Accounting qualifications are more popular than ever. Many colleges, universities and educational institutions now offer part-time courses and home learning courses, as well as the traditional full-time courses. With government tuition fee assistance and other debt related packages, it is now easier than ever to pay for education and become a qualified bookkeeper or accountant.
In the UK alone there are several bookkeeping and accounting courses and bodies. In this post I will give a break down of the main qualifications that are on offer. A lot of these courses are available at most colleges and universities or through distance learning.
ICB - Institute of Certified Bookkeepers
The ICB qualification is one of the most basic bookkeeping qualifications available in the UK. The qualification is usually in 3 tiers and depending on your experience and provider, can be completed within 3-24 months. Most ICB distance learning providers will let you move at your own pace. I completed my ICB within a year without committing too much time and effort (as little as 30 minutes a week).
If you are a complete novice to bookkeeping and accounting, then the ICB qualification could be for you. It is generally the cheapest and simplest option.
For more info, please visit www.bookkeepers.org.uk
AAT - Association of Accounting Technicians
The AAT qualification is one of if not the most popular qualification available. Employers love it as it provides a firm accounting foundation and covers a variety of accounting principles. The AAT covers everything in the ICB qualification and a lot more. In the AAT qualification you will not just learn basic bookkeeping and double entry, you will learn about management accounts, debt management, credit law, personal and business taxation and cost accounting.

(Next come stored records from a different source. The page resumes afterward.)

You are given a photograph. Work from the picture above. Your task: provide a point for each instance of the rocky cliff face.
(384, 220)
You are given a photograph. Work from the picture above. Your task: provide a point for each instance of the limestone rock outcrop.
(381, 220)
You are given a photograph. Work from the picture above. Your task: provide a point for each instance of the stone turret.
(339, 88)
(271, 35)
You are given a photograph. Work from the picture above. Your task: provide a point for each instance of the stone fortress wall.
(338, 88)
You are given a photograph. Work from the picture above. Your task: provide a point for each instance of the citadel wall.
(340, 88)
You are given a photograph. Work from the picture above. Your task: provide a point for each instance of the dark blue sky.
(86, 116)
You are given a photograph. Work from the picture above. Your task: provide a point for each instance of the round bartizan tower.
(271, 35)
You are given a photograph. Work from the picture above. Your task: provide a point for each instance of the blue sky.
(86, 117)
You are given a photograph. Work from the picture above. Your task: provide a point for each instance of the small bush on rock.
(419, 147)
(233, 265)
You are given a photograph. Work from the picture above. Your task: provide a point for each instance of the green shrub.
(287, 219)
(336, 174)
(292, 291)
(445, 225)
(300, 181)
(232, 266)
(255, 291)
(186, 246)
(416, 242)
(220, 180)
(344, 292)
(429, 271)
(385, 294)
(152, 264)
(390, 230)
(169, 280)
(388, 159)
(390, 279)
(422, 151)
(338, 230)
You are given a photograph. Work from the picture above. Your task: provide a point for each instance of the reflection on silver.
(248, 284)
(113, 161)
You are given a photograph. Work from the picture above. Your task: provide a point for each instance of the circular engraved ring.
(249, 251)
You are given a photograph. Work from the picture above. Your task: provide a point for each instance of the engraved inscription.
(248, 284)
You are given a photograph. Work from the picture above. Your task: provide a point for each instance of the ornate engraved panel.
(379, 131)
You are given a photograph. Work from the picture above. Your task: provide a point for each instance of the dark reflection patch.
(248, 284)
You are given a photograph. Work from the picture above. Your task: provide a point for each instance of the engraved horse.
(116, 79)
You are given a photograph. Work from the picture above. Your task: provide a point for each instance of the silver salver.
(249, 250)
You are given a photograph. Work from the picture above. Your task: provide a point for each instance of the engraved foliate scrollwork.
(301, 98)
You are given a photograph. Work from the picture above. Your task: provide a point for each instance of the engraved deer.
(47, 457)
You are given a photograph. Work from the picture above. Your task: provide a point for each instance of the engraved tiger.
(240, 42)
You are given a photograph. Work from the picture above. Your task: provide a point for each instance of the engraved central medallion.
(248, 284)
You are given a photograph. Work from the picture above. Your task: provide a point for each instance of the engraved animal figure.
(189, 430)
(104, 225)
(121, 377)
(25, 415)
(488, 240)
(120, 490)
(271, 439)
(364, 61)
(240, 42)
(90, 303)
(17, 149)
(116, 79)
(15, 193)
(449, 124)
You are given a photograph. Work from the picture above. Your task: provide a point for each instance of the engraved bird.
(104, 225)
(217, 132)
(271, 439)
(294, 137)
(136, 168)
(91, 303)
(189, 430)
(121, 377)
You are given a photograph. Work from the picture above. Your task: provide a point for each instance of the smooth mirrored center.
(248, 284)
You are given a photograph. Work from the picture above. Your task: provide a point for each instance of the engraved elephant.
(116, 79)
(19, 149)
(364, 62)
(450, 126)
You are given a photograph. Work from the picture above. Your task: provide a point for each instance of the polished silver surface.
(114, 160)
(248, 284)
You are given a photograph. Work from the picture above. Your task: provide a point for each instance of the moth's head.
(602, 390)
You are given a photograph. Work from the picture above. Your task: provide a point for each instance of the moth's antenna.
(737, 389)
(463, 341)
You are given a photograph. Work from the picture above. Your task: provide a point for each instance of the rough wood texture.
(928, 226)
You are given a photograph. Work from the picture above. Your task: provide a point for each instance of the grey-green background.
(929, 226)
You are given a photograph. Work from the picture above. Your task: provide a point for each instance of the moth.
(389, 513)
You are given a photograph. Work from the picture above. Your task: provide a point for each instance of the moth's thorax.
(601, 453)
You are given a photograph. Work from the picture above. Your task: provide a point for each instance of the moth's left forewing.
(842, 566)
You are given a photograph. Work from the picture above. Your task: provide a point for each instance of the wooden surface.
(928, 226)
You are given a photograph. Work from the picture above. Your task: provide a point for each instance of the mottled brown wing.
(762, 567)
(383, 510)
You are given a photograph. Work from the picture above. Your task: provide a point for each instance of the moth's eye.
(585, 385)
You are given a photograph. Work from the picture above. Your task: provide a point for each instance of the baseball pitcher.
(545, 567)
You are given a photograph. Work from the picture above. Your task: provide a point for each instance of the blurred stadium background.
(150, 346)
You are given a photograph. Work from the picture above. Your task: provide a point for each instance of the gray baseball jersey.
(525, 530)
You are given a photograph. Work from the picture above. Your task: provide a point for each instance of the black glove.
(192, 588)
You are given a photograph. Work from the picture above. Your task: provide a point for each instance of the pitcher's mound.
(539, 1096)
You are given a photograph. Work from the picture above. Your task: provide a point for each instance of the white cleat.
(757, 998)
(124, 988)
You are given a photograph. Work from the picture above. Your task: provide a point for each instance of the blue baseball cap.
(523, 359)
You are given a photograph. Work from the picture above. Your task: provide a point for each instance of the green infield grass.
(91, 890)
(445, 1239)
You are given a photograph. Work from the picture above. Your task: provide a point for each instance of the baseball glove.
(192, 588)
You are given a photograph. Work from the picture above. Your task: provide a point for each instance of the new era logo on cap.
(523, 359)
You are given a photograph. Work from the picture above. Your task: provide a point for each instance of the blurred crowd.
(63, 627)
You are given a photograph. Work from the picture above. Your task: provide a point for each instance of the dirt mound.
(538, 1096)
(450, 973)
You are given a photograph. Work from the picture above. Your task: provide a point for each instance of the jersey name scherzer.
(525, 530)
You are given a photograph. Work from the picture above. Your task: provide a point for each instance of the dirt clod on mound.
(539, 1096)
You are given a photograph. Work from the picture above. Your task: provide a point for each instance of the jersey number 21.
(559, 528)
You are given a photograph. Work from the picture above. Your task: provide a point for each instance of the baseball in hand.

The AAT is a 3 tier qualification and usually takes 2-3 years to complete. Those who are ICB qualified or have other relevant qualifications or experience can skip the first tier, which can reduce study time by 6-12 months.
I completed my AAT in 4 years, my first 2 tiers took a year each, attending college 2 evenings a week. I then decided to commit to a single evening a week, making my last tier 2 years. I highly recommend the AAT. It costs more than the ICB but is worth every penny!
For more information, please visit www.aat.org.uk
CIMA - Chartered Institute of Management Accountants
CIMA is the world’s largest and leading professional body of management accountants. Most accounting qualifications train people for private practice, external accounting, auditing and tax issues. CIMA prepares people for a career in business, it teaches skills for strategic advice, managing risk and making key decisions. The qualification is very much business and finance focused, the syllabus covers topics such as risk management, internal business audits, business strategy and financial analysis.
CIMA, ACCA and ACA cost considerably more than the ICB or AAT. The AAT is usually seen as a spring board for further accounting education such as the CIMA, ACCA and the ACA, but this is not always the case.
For more information about the CIMA qualification please visit www.cimaglobal.com
ACCA - Association of Chartered Certified Accountants
The ACCA is a global accounting qualification. It is usually chosen by those wanting to practice accounting privately and own or work in a chartered accountancy practice. The ACCA has lost slight popularity over the years due to accountants wanting a more business orientated qualification, like the CIMA. Those who are AAT qualified can reduce the study time for the ACCA qualification.
For more information about the ACCA qualification please visit www.accaglobal.com
ACA (ICAEW) - Institute of Chartered Accountants in England and Wales
The ACA is very similar to the ACCA. The ACA is very traditional in it's approach and appeals to more senior accountants. The ACCA seems to have a younger membership.